Sejumlah pakar maskulinitas menyebut feminisme sebagai antidote bagi maskulinitas toksik. Nilai-nilai feminis mampu meluruhkan batas-batas kaku dalam identitas maskulin. Namun, perjuangan ini tentu tidak mudah. Wacana tentang maskulinitas sehat masih terus mendapat perlawanan dari kelompok misoginis yang ingin mempertahankan dominasi mereka dalam tatanan sosial dan gender.
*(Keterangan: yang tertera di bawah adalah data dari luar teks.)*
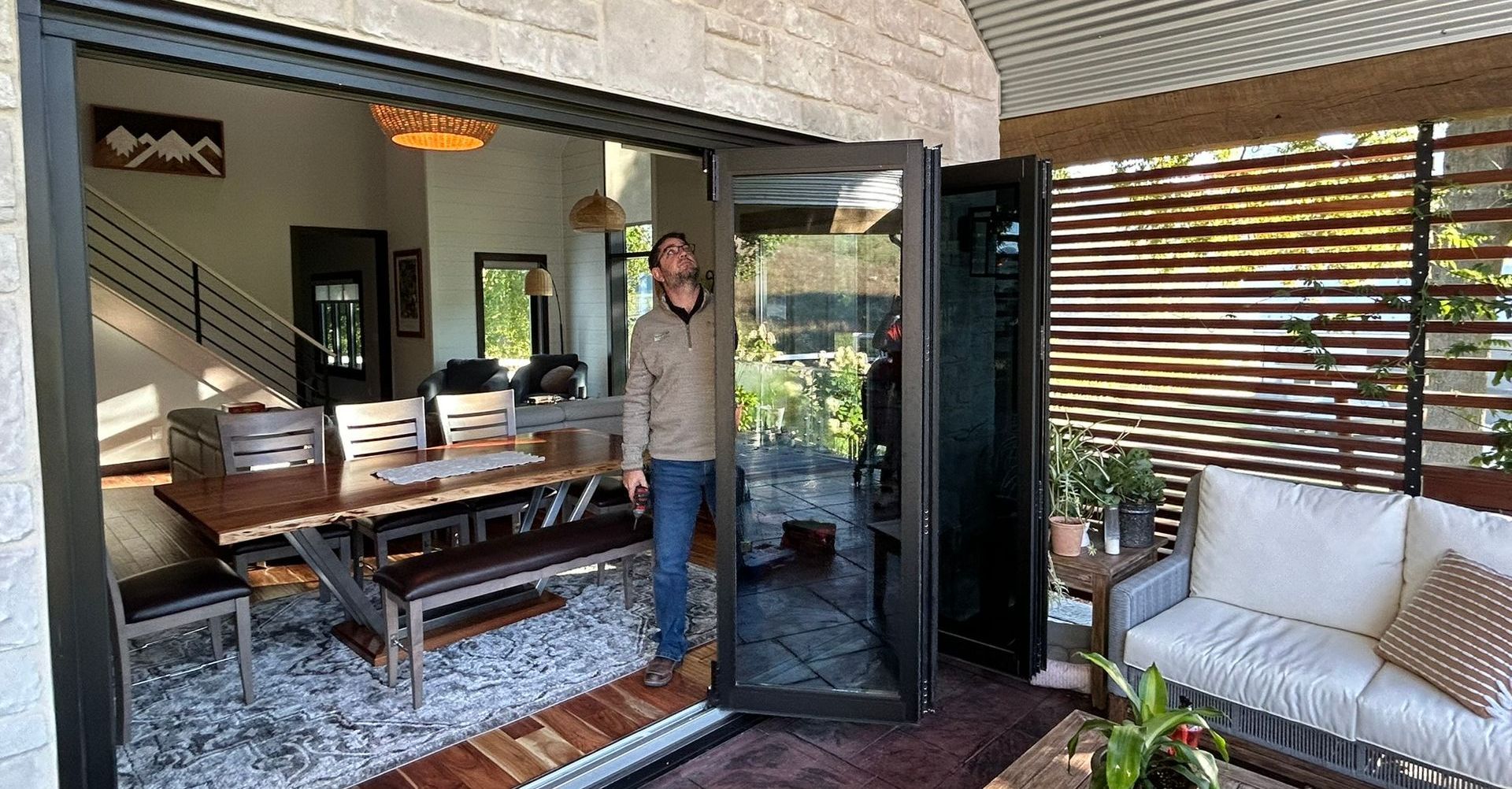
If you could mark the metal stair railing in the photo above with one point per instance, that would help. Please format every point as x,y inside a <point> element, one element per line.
<point>171,284</point>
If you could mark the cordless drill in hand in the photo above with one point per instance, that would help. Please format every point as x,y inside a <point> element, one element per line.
<point>642,498</point>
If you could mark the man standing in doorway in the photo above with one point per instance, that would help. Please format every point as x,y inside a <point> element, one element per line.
<point>669,412</point>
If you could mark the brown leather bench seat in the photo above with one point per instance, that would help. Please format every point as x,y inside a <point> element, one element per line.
<point>537,549</point>
<point>480,569</point>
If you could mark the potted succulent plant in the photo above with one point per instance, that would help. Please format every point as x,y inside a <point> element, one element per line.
<point>1139,493</point>
<point>1157,747</point>
<point>1077,481</point>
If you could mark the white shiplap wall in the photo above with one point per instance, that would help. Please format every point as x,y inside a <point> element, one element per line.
<point>501,198</point>
<point>1068,54</point>
<point>581,279</point>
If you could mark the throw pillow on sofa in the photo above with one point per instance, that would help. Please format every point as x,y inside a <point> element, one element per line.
<point>1456,634</point>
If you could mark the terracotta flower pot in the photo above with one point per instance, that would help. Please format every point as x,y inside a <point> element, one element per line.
<point>1065,535</point>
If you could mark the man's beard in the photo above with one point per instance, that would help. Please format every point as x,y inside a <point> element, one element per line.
<point>678,280</point>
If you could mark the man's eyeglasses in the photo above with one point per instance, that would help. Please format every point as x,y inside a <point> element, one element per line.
<point>676,250</point>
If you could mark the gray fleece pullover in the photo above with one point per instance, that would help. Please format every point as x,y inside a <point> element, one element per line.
<point>669,392</point>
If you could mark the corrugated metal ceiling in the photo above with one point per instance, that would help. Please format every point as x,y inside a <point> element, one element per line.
<point>1068,54</point>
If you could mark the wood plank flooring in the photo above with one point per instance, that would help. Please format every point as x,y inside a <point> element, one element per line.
<point>143,532</point>
<point>554,736</point>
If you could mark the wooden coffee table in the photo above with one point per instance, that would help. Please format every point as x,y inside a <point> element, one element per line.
<point>1045,765</point>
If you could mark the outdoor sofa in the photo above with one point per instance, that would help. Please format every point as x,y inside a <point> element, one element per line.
<point>1270,609</point>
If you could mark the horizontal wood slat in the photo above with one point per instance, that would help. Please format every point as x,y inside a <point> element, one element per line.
<point>1247,212</point>
<point>1254,404</point>
<point>1361,239</point>
<point>1380,187</point>
<point>1116,380</point>
<point>1069,191</point>
<point>1378,342</point>
<point>1171,286</point>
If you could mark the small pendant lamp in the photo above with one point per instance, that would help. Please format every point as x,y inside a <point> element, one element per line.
<point>596,213</point>
<point>430,131</point>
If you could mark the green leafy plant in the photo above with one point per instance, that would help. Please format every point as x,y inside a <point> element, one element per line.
<point>1133,476</point>
<point>1157,746</point>
<point>746,404</point>
<point>1078,476</point>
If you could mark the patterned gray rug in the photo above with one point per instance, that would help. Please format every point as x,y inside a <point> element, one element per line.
<point>325,720</point>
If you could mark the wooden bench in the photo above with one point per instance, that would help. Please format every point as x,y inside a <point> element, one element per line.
<point>481,569</point>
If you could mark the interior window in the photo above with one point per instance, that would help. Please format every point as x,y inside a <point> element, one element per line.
<point>339,319</point>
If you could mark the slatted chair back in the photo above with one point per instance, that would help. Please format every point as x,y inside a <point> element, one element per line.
<point>377,428</point>
<point>271,440</point>
<point>483,414</point>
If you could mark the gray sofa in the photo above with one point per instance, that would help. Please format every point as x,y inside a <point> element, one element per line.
<point>1270,606</point>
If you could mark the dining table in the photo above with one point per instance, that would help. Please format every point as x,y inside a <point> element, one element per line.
<point>295,502</point>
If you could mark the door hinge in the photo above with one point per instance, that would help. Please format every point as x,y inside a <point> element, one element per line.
<point>714,683</point>
<point>711,171</point>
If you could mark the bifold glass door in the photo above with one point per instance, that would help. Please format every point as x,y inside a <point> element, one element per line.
<point>994,266</point>
<point>825,295</point>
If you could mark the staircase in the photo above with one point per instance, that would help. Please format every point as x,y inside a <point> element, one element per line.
<point>150,289</point>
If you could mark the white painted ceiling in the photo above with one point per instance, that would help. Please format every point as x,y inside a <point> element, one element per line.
<point>1068,54</point>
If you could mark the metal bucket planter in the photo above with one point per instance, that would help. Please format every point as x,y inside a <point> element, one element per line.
<point>1137,524</point>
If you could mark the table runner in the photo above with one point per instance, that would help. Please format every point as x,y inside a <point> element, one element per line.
<point>421,472</point>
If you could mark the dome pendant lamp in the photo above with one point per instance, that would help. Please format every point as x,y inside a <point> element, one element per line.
<point>596,213</point>
<point>430,131</point>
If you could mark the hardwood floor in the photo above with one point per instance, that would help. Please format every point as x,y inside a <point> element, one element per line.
<point>143,532</point>
<point>554,736</point>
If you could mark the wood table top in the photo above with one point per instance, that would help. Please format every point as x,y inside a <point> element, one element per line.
<point>246,507</point>
<point>1045,764</point>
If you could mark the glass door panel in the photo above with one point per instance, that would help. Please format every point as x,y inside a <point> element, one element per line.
<point>994,298</point>
<point>826,603</point>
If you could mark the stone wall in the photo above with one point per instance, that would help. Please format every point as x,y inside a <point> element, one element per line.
<point>26,700</point>
<point>850,70</point>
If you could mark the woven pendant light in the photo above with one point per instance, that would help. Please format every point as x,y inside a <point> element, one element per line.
<point>596,213</point>
<point>430,131</point>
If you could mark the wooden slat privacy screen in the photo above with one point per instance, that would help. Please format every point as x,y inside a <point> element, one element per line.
<point>1171,287</point>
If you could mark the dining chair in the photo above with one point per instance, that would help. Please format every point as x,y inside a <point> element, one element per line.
<point>378,428</point>
<point>172,596</point>
<point>475,417</point>
<point>269,440</point>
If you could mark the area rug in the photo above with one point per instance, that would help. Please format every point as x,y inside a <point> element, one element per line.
<point>325,720</point>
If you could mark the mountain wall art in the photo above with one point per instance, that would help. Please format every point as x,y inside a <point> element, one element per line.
<point>154,143</point>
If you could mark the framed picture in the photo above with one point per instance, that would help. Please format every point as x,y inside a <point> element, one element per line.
<point>154,143</point>
<point>409,294</point>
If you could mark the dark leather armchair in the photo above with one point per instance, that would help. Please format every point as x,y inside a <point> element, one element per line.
<point>528,380</point>
<point>463,376</point>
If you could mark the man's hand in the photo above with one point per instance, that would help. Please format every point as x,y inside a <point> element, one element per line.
<point>634,480</point>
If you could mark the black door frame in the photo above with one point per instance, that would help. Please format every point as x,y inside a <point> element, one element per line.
<point>380,281</point>
<point>167,35</point>
<point>540,310</point>
<point>918,289</point>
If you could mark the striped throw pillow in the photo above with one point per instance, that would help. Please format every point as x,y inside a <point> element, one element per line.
<point>1456,634</point>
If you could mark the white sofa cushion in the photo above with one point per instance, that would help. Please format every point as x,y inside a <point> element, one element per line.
<point>1303,552</point>
<point>1406,715</point>
<point>1436,528</point>
<point>1295,670</point>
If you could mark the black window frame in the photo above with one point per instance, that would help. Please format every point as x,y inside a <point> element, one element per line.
<point>616,261</point>
<point>339,277</point>
<point>540,310</point>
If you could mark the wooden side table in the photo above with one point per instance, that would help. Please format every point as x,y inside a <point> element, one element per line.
<point>1095,575</point>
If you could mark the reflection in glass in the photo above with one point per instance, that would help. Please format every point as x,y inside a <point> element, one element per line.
<point>818,392</point>
<point>979,412</point>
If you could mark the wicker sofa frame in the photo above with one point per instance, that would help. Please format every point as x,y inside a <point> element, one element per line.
<point>1157,588</point>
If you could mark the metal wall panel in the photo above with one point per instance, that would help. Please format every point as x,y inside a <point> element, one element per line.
<point>1068,54</point>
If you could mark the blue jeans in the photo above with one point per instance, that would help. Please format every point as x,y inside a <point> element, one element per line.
<point>678,488</point>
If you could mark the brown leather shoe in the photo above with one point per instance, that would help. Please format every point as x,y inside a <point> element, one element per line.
<point>660,672</point>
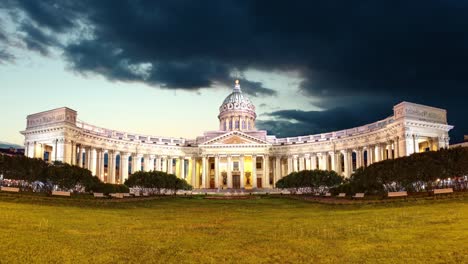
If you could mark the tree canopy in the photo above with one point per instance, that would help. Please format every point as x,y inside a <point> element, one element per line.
<point>156,181</point>
<point>309,181</point>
Karena itu, perubahan besar dalam struktur sosial harus dimulai dari perubahan kecil dalam diri masing-masing. Ketika laki-laki diberi kebebasan untuk merasa tanpa takut direndahkan, untuk meminta tolong tanpa dicap lemah, serta untuk hadir dalam hubungan secara utuh, kita membuka jalan menuju bentuk maskulinitas yang tidak lagi dibangun dari rasa takut, dominasi, atau kekerasan terhadap siapa pun.